On a whim, I told myself that on my next attempt, success or failure was irrelevant. “Make one move at a time. That’s all.” I gave myself a pass from whatever would transpire. Case closed.
It worked. I floated to the top with poise, clarity and bewilderment.
That moment got me thinking, and then researching. At some point, I framed this experience for myself in terms of simple arithmetic: When I added (determination, grit, self-confidence, desire), I failed. When I took away (the desire for success), my body moved with greater fluidity and naturalness. I improved. I enjoyed it more as well, which, as an athlete of 30 years, I didn’t think was possible.
I discovered the power of subtraction.
The tactic of subtraction goes against the grain of the so-called mind-set revolution, in which it seems everyone is adding this or that quality to their mental approach. The growth mind-set. The abundance mind-set. The gratitude mind-set. But in this genre of self-optimization, if it can be called that, we are adding more and more duct tape to something that isn’t broken — our mind — until it is so covered we lose sight of the beautifully designed machine underneath it all and it thus becomes, in fact, broken.
This idea — that performing acts with as little interference as possible — is not only applicable in sports. Yes, it can help us hit a bull’s-eye, but it can also help us elegantly play a piano sonata or be more present with our children. As the sports psychologist Ken Ravizza has said, “Perform one moment at a time.” My experience in the years since that climb has taught me, unequivocally, that the body has no sense of concepts like success or failure. Concepts originate in the mind, and it is so with life as it is with sport.
Reading about what top athletes considered the ideal state of mind led me to a few surprising conclusions. First, the power of subtraction had been there all along. Though you can find it in interviews and writings from Olympians, top coaches, sports psychologists and even samurai warriors, it was rarely explicitly articulated. Second, it’s much harder to practice than I realized. Third, you win more when you embody it. And, for the record, there’s nothing wrong with winning.

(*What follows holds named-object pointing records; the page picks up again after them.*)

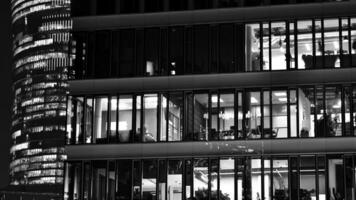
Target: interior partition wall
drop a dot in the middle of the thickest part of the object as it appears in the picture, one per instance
(278, 177)
(213, 115)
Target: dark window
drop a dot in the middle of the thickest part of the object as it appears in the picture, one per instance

But to untangle ourselves from those bonds of self-worth, we need to cultivate more subtle qualities — emotional intelligence, restraint and the ability to recognize and acknowledge our own feelings. The key is removing barriers to clarity, not addingthem in hopes of reaching our goals.

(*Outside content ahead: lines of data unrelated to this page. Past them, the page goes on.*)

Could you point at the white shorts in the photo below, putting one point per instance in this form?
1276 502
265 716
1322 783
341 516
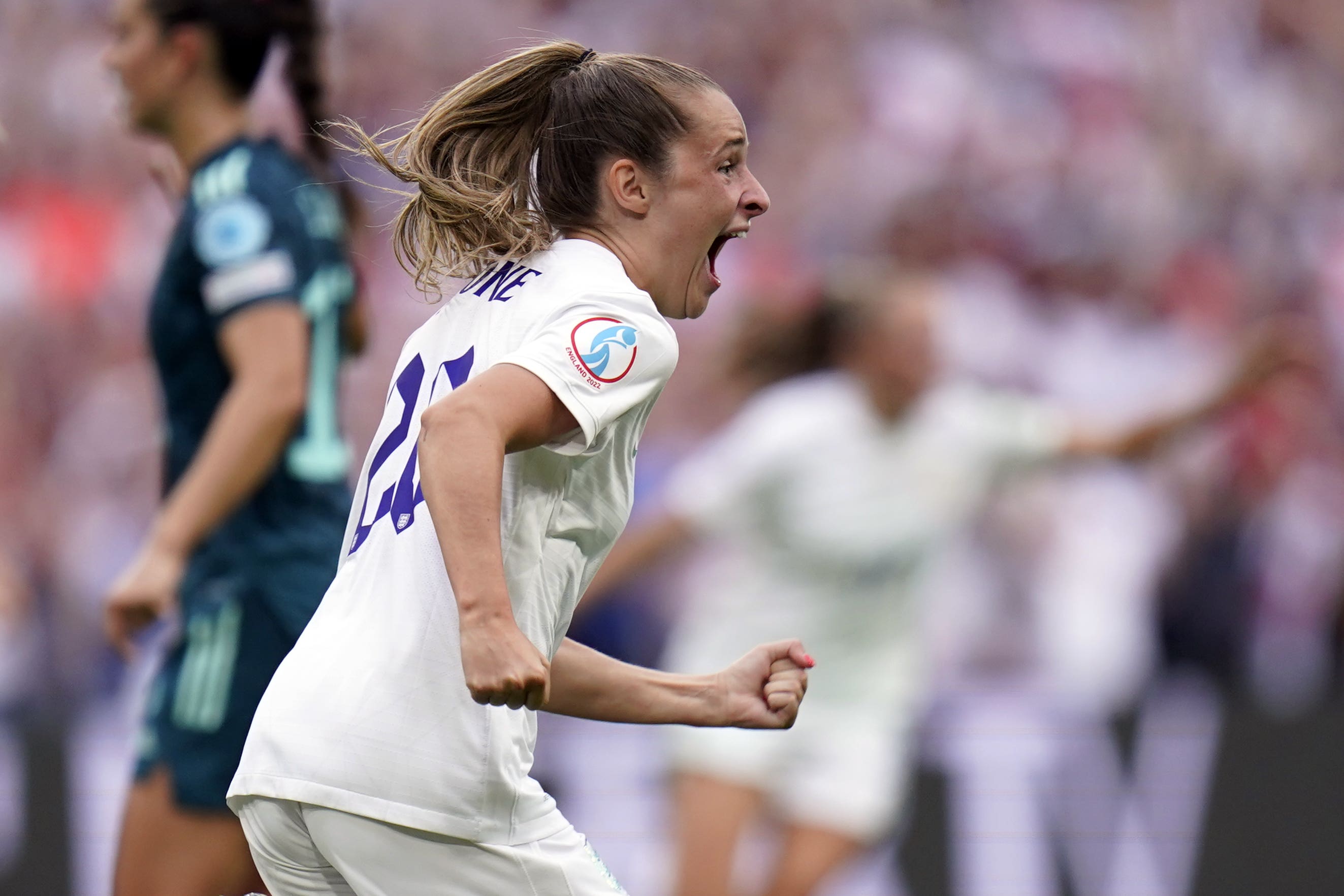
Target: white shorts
311 851
837 770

In the early- to mid-1920s, the French author Antoine de Saint-Exupéry flew planes, commercially for a stint, and also for the French Air Force. He was an adventurer, a poet of life. He also wrote one of my favorite books: “Wind, Sand and Stars.” In it, I found one of the smartest lines ever written on the human condition, even though at the time he was riffing about airplanes: “Perfection is achieved not when there is nothing more to add but when there is nothing left to take away, when a body has been stripped down to its nakedness.”
That day, at the bottom of the climb, I finally understood what Saint-Exupéry was talking about. Adding comes naturally in life, from the simple act of living; habits form, mental patterns become fixed. Jealousies, insecurities and phobias take root with disturbing ease. We may try to fix ourselves, but often by slapping on more strips of duct tape.
But, against what feels like common sense, daily labor is required to return to nakedness.
A great performance is nothing more than a lovely moment, and lovely moments are everywhere. To arrive there, you need to prune away what is causing anticipation and frustration — impatience with those you love, jealousy toward a friend or anger at your children. As Saint-Exupery advises, we must take away until there is nothing left to remove. What is left when you do that? Only an action. You are in it, then, in sport or in love, with clarity, intensity and solidity. You adjust quickly and deftly. You are no longer bound by addition. You are free to act.
That’s winning. That’s perfection.
Francis Sanzaro is a climber, a philosopher and the author of “The Zen of Climbing.”